Головы в замешательстве выгнули чешуйчатые шеи. Правая зло буркнула:
– Кормят меня, я и стерегу! А тебе зачем они?
– Да уж видел я, как тебя кормят, - сказал Иван, неторопливо сворачивая "козью ножку".
– Впрочем, это уже разговор. Я с самого начала знал, что мы найдем общий язык. Сейчас вам объясню, слушайте. Я пришел вон из того города, что в низине. Живем мы там в страшной бедности. Вы только посмотрите, какой мне табак приходится курить. Земли у нас бедные, урожаи скудные, жители скоро перемрут с голодухи. А на эти сокровища мы проведем воду на поля, фабрик понастроим, больницей и школой обзаведемся, да и заживем по-человечески. Как видишь, для доброго дел" стараюсь.
– Ну. а как же я?
– спросило чудище.
– А что ты? Ясное дело - со мной пойдешь. Вот мы разбогатеем и так тебя кормить будем - хоть лопни. И ни одна из голов не будет голодать. Однако будет торговаться - руки чешутся, скучают по работе. И помни - я меньший брат!
– А ты точно знаешь, что меньший?
– Сколько ж можно повторять, - раздраженно отозвался Иван, - неужели я до трех считать не умею.

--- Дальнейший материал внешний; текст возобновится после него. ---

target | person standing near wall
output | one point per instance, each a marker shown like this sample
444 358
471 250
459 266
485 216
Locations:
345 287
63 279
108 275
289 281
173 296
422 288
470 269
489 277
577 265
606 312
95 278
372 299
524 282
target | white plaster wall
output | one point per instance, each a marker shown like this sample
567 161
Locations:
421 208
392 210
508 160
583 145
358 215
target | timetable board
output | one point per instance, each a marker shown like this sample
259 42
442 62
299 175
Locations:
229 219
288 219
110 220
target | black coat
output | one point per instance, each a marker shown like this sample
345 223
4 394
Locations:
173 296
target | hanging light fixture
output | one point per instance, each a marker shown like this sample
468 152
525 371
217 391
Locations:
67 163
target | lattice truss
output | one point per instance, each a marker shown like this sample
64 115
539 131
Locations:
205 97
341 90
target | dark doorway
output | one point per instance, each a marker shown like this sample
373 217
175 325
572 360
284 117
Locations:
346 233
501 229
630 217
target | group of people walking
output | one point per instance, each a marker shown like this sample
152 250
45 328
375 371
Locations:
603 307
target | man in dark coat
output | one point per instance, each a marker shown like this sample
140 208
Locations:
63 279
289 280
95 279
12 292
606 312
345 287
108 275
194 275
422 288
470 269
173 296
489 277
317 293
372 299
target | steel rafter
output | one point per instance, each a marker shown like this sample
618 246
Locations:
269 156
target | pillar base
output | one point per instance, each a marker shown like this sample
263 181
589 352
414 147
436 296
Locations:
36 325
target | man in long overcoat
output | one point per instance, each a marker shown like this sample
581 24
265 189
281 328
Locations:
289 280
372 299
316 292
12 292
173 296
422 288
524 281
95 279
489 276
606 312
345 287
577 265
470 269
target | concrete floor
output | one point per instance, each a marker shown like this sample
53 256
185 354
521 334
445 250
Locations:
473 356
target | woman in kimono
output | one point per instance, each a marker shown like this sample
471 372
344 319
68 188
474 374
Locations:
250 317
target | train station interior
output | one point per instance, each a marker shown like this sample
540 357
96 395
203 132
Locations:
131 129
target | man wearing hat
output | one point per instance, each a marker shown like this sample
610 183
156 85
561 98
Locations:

Чудище огромной лапой почесало по очереди все головы, начав с левой, потом отодвинул оси от входа в пещеру и со вздохом молвило:
– Ладно, под твою ответственность!
Засучив рукава, Иван принялся таскать из пещеры сокровища, грузить их на широкую спину чудища, потом вскарабкался сам и погнал его в город.
В первый момент жители города в ужасе разбежались и попрятались, однако узнав, в чем дело, устроили настоящие празднества. Но Иван разрешил праздновать только три дня и три ночи. Он оказался строгим, но справедливым правителем, разумно распорядился сокровищами и заставил народ трудиться. Прежде всего провели воду, прокопав для реки новое русло. Потом построили фабрики, школу, больницу. Жители обзавелись богатыми особняками и зажили счастливо.
По воскресеньям они прогуливались по городскому парку, где был устроен прелестный уголок животных, и добродушно подтрунивали над добрым Змеем-Горынычем, который в охольстве бездельничал в этом уголке. Больше всех ему радовались дети. Они карабкались по его длинным шеям, катались на нем, требовали, чтоб он пускал огонь из ноздрей.
Так прошло много лет, и постепенно всё переменилось. Это и понятно - с годами всё меняется. Сначала его забросили дети. Как и любая игрушка, Змей-Горыныч им попросту надоел. Теперь лишь изредка какой-нибудь сорванец привязывал к его рогам хлопушку, и, как только Горыныч чихал, она взрывалась, опаляя ему ресницы и пугая его. К тому же дым ел глаза.